Um conto chinês

Roberta tinha um carinho especial por aquele velho Conto Chinês. Ela o conhecia como ninguém e enxergava nele cada uma das infinitas possibilidades que se abriam diante dela quando o revisitava. Poucos entenderiam o que ela sentia quando desbravava suas páginas.

Ela conhecia cada personagem, cada enredo, cada fábula. Mais do que isso: às vezes Roberta se sentia parte do Conto Chinês, como se tivesse sido gerada num de seus parágrafos, num lampejo criativo, há muitos anos. Quando desvendava o Conto ela era uma personagem, um enredo, uma fábula impressa nas linhas do Tempo muito antes do que pudesse imaginar.

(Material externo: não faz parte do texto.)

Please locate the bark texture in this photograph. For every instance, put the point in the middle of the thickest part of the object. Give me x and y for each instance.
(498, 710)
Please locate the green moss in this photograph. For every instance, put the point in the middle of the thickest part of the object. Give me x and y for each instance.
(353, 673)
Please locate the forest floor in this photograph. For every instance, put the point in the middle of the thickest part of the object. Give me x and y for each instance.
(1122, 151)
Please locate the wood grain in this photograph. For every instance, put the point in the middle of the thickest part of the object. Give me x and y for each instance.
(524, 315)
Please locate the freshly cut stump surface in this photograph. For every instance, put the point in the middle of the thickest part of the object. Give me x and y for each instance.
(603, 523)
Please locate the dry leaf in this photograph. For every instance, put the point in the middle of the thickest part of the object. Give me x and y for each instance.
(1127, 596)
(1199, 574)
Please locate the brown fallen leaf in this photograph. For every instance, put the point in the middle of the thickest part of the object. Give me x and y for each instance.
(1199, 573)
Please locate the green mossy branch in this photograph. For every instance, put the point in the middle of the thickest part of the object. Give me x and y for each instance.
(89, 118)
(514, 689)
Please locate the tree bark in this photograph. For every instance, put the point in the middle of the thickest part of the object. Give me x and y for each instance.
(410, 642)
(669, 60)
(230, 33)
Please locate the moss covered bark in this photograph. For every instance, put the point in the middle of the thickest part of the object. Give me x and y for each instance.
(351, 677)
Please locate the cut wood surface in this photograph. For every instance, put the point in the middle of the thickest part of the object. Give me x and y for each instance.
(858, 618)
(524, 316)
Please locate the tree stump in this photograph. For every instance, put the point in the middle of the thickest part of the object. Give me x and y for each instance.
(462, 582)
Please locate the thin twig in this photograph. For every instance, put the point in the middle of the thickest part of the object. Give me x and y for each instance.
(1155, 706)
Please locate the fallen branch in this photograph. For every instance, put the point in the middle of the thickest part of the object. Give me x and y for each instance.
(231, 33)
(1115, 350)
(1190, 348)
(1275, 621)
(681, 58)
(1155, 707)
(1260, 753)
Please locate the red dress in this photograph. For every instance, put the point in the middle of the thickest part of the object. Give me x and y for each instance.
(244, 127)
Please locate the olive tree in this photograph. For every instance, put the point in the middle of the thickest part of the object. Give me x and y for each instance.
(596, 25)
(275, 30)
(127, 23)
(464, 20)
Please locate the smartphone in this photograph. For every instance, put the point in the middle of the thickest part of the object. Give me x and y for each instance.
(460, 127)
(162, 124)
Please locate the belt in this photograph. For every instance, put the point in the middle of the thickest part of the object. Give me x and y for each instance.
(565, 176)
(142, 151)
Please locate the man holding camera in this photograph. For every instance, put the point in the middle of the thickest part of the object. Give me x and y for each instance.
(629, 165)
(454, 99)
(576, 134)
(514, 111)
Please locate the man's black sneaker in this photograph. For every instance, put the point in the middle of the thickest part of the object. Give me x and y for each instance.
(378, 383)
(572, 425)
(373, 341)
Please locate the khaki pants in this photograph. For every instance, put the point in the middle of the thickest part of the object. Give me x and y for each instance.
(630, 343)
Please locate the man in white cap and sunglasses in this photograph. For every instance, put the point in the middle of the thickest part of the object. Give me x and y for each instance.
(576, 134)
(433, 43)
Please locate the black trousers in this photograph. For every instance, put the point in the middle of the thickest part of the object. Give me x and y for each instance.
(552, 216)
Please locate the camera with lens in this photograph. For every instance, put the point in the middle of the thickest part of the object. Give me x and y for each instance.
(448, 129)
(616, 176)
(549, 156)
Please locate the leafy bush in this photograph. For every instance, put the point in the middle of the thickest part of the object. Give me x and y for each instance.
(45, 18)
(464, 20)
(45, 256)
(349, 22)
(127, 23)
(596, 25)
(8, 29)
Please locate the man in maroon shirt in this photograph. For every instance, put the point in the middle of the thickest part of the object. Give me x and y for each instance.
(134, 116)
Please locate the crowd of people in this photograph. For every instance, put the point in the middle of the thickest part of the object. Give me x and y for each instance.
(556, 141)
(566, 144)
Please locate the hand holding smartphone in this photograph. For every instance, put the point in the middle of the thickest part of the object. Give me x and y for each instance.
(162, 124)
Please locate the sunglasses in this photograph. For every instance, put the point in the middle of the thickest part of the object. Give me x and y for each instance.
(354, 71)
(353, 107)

Roberta sempre desbravava as páginas do Conto Chinês como uma criança que lê pela primeira vez o que virá a ser sua história favorita. E entre as tramas já tecidas lá estava ele, seu personagem favorito, apoiado sobre o braço direito, piscando duro, com cara de poucos amigos. Sempre que Roberta entrava no mundo mágico do Conto Chinês, ele fechava ainda mais a cara, como se não quisesse compartilhar com mais ninguém aquele espaço que, paradoxalmente, ele compartilhava com inúmeras outras histórias.

Ele era uma incógnita, uma esfinge, um mistério em si próprio. Apesar de passear entre as páginas do Conto Chinês quase todos os dias, Roberta nunca o decifrara. Às vezes ele falava, sempre de cara amarrada. Às vezes só ficava lá, imóvel, sem sequer levantar o olhar. Mas a garota lia sua quietude como uma prova ímpar de sua amizade: ninguém mais a acolhia com tanta segurança no próprio silêncio – nem seu pai, nem sua avó, nem Fábio. Ninguém.

Que se lembrasse, ela jamais o vira longe daquelas páginas. Era um personagem exclusivo daquela história. Todos os seus medos, sonhos e desejos estavam impressos no Conto Chinês. Como algo tão breve, tão acanhado, fechado em si só, um conto apenas, palavras que muita gente lia ou palavras que ninguém jamais leria, podia abarcar, ao mesmo tempo, o conteúdo todo de uma existência inteira?

Era uma vida que qualquer um poderia ler, contanto que encontrasse perdido o Conto Chinês nas prateleiras da vida. Mas que seria muito difícil entender: pois são as frases simples que carregam em si os maiores mistérios.

Era engraçado. Era com quem Roberta menos trocava palavras e, ao mesmo tempo, com quem mais conversava. Seu silêncio a abrigava como o Conto Chinês o abrigava.

E era exatamente isso que a preocupava.